The 2006 season was a struggle for the third-year center. After reporting to the pre-season training camp 20 pounds overweight, Hayden-Johnson lost her starting job early on and remained prone to foul trouble. With her minutes cut, she averaged 5.4 points and 3.5 rebounds per game.

Hayden-Johnson missed the entire 2007 WNBA season to give birth to her first child. She returned to action in 2008 as a reserve for the Lynx.
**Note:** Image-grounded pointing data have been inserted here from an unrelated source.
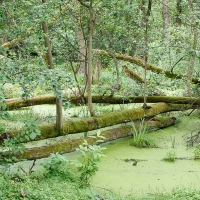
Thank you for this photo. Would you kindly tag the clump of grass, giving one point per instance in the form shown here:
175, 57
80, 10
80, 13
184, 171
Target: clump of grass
139, 139
20, 116
197, 152
170, 156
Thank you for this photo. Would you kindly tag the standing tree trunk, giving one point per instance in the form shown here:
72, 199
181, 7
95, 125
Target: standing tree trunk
82, 49
165, 15
194, 46
179, 11
89, 56
146, 21
49, 61
89, 72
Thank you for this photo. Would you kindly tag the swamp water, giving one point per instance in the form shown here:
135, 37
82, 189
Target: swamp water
151, 174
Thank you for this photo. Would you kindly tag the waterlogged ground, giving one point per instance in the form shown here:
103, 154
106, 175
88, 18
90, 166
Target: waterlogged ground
151, 174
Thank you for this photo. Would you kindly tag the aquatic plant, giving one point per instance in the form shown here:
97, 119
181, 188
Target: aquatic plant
170, 156
139, 139
197, 152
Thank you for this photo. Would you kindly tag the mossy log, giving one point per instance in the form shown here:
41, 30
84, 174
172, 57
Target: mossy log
39, 100
109, 135
140, 62
100, 121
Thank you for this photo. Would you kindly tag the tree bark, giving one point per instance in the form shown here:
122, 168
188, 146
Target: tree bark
89, 60
194, 46
102, 99
179, 12
141, 63
165, 14
49, 61
101, 121
109, 135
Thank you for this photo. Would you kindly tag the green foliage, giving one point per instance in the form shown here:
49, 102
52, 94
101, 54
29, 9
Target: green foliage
170, 156
197, 152
58, 165
91, 155
80, 170
139, 138
15, 145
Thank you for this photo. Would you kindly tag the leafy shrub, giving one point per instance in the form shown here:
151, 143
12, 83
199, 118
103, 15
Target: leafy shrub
80, 170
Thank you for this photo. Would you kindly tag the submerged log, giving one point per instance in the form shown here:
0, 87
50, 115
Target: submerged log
100, 121
109, 135
39, 100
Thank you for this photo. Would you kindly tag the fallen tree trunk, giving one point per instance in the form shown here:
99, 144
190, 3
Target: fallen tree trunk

On January 30, 2009, Hayden-Johnson was traded to the Los Angeles Sparks for Christi Thomas.

==WNBA career statistics==

===Regular season===

| Year | Team | GP | GS | MPG | FG% | 3P% | FT% | RPG | APG | SPG | BPG | TO | PPG |
|---|---|---|---|---|---|---|---|---|---|---|---|---|---|
| 2004 | Minnesota | 29 | 1 | 12.1 | .415 | .000 | .553 | 2.9 | 0.2 | 0.2 | 1.0 | 1.2 | 5.3 |
| 2005 | Minnesota | 31 | 25 | 19.2 | .433 | .000 | .556 | 5.3 | 0.7 | 0.5 | 2.2 | 2.0 | 7.9 |
| 2006 | Minnesota | 33 | 3 | 12.8 | .402 | .000 | .621 | 3.5 | 0.6 | 0.2 | 1.3 | 1.3 | 5.4 |
| 2008 | Minnesota | 30 | 0 | 10.1 | .445 | .000 | .614 | 3.5 | 0.4 | 0.5 | 0.5 | 0.9 | 5.2 |
| 2009 | Los Angeles | 25 | 1 | 10.8 | .411 | .000 | .640 | 2.7 | 0.2 | 0.2 | 0.9 | 0.8 | 3.8 |
| Career | 5 years, 2 teams | 148 | 30 | 13.1 | .423 | .000 | .592 | 3.6 | 0.5 | 0.3 | 1.2 | 1.3 | 5.6 |

===Playoffs===

| Year | Team | GP | GS | MPG | FG% | 3P% | FT% | RPG | APG | SPG | BPG | TO | PPG |
|---|---|---|---|---|---|---|---|---|---|---|---|---|---|
| 2004 | Minnesota | 2 | 0 | 8.0 | .286 | .000 | .000 | 1.0' | 0.0 | 0.0 | 0.5 | 1.5 | 2.0 |
| 2009 | Los Angeles | 1 | 0 | 2.0 | .000 | .000 | .000 | 0.0 | 0.0 | 0.0 | 0.0 | 0.0 | 0.0 |
| Career | 2 years, 2 teams | 3 | 0 | 6.0 | .286 | .000 | .000 | 0.7 | 0.0 | 0.0 | 0.3 | 1.0 | 1.3 |

== European career ==

- 2004–06: CB Halcón Viajes (Spain)
- 2007–08: Beşiktaş Cola Turka (Turkey)
- 2008–09: Umana Reyer Venezia (Italy)

==Personal life==

Hayden was a contestant on Season 16 of the reality competition The Biggest Loser, titled The Biggest Loser: Glory Days, which premiered on September 11, 2014, on NBC.